Weights for Speed 1

Charlie,

In your daily template in weights for speed 1, you talk about the use of general vs specific. You talk about if using the specific–ie cleans. to do a split Am/PM. You suggest day 1 as Speed, Day 2 lift am(cleans) PM tempo, day 3 Speed PM. Would you also do the AM lift on Day 4 and on Day 6? Or is this just a one time split for Day 2 and then still do the AM lift Day 6?

If you did the split would this effect the 48 hr recovery and the High Low intensity days?

If you did AM speed and PM lift Day One with Day2 tempo, day 3 speed with general weights after, day 4 tempo, day 5 am speed and pm lift, so you think that this would work or would the pm specific lifting be affected by am speed?

I pointed out the problem with specific weights. To be fresh, these weights should be carried out early in the session, so AM the next day works better from that perspective BUT this doesn’t allow enough time for CNS recovery before the next speed session so a different weekly schedule is needed- ie speed, weights + tempo, off, speed ,weights + tempo, off.

I haven’t purchased the “Weights for Speed” videos yet, but the above plan is how I decided to address my team’s morning weight room assignment.

The problem is that I sense a lack of training density on a 4 day week schedule.

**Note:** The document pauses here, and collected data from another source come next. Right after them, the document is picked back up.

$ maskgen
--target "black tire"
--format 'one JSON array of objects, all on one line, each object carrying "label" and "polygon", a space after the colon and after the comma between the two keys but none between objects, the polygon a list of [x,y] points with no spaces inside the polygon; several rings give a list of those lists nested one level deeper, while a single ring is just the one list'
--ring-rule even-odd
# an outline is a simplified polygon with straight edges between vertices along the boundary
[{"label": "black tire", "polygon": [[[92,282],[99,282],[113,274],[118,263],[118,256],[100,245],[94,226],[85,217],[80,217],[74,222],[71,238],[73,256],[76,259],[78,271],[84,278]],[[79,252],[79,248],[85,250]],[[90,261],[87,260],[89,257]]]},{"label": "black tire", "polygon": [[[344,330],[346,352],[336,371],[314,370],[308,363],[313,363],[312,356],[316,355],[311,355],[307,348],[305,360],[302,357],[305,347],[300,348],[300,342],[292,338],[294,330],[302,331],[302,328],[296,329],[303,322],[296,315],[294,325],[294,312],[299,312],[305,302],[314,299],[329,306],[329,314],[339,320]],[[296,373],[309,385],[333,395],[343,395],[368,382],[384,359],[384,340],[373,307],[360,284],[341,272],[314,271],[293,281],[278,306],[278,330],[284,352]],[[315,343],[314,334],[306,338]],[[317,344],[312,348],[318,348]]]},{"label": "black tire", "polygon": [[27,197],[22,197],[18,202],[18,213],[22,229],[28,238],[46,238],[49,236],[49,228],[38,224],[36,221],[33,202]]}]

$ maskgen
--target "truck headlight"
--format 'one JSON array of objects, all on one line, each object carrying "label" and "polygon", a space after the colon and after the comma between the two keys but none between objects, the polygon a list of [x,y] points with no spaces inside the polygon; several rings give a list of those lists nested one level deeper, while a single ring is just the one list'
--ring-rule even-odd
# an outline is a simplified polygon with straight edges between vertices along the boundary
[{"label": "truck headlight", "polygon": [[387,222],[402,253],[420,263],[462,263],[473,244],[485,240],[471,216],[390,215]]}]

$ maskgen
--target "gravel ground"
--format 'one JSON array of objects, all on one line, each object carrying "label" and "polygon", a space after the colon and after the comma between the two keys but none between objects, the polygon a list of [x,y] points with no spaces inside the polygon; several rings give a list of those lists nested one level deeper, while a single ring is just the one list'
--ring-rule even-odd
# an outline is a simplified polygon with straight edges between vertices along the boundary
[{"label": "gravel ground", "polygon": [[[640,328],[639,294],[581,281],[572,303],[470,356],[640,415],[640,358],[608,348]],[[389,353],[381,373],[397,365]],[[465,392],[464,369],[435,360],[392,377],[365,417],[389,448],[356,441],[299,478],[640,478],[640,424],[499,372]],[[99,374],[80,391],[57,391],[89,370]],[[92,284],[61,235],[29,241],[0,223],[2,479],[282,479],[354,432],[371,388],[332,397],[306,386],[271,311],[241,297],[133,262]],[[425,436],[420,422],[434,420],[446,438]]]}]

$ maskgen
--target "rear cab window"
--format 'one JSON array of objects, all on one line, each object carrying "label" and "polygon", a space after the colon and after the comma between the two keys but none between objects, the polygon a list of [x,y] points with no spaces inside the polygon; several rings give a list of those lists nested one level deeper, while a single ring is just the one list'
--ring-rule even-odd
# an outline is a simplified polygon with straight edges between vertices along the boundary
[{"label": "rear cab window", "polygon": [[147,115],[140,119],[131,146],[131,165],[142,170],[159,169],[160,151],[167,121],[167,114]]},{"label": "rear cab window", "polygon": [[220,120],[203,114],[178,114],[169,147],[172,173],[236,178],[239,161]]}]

The sole remaining question was how integrate a 5th day. I arrived at 3 potential conclusions.

1.) Add another ExT (L-I) day on Wednesday or Saturday. Likely wouldn’t cause problems, especially on Saturdays, but is this too much ExT?

2.) Add a Power Speed or Strength Endurance Day on Saturday or possibly Wednesday. Since this would be of lower intensity it wouldn’t seem to be too taxing.

3.) Shut up, stop being so anxious and live with the 4 day a week schedule. :eek:

All seem to have merit.

#3 or adding another day of extensive tempo would probably be your safest choices.

If you are going to go with #2, I would put the power speed work on the same day as the weights and then move the tempo to the following day. So you would end up with:

  1. speed
  2. weights + power speed
  3. tempo
  4. speed
  5. weights + strength endurance
  6. tempo
  7. off

Very true and this would be consistent with CF’s 2xH-I weekly schedule. Past experience has taught me two things though. First that developing athletes get very tired of high volumes of ExT and do so very quickly. Second that 2xH-I weeks leave athletes a bit short when it comes time to compete.

Actually the idea of of lifting the morning after speed or speed endurance is new enough for CF that I’m still trying to wrap my arms around it. I find it interesting that I came to it independently. It’s kind of a 2x1.5 H-I days a week as proposed.

Can you please explain your comment below.

In my experience, which you can take or leave, 2xH-I days mean that you have either one for Speed and one for Speed/Specific Endurance, OR you compromise and have a bit of both on each day.

In the first scenario there simply isn’t enough of either type of work to make progress. In the second there is a greater possibility of getting enough stimulus, but it’s a delicate balance.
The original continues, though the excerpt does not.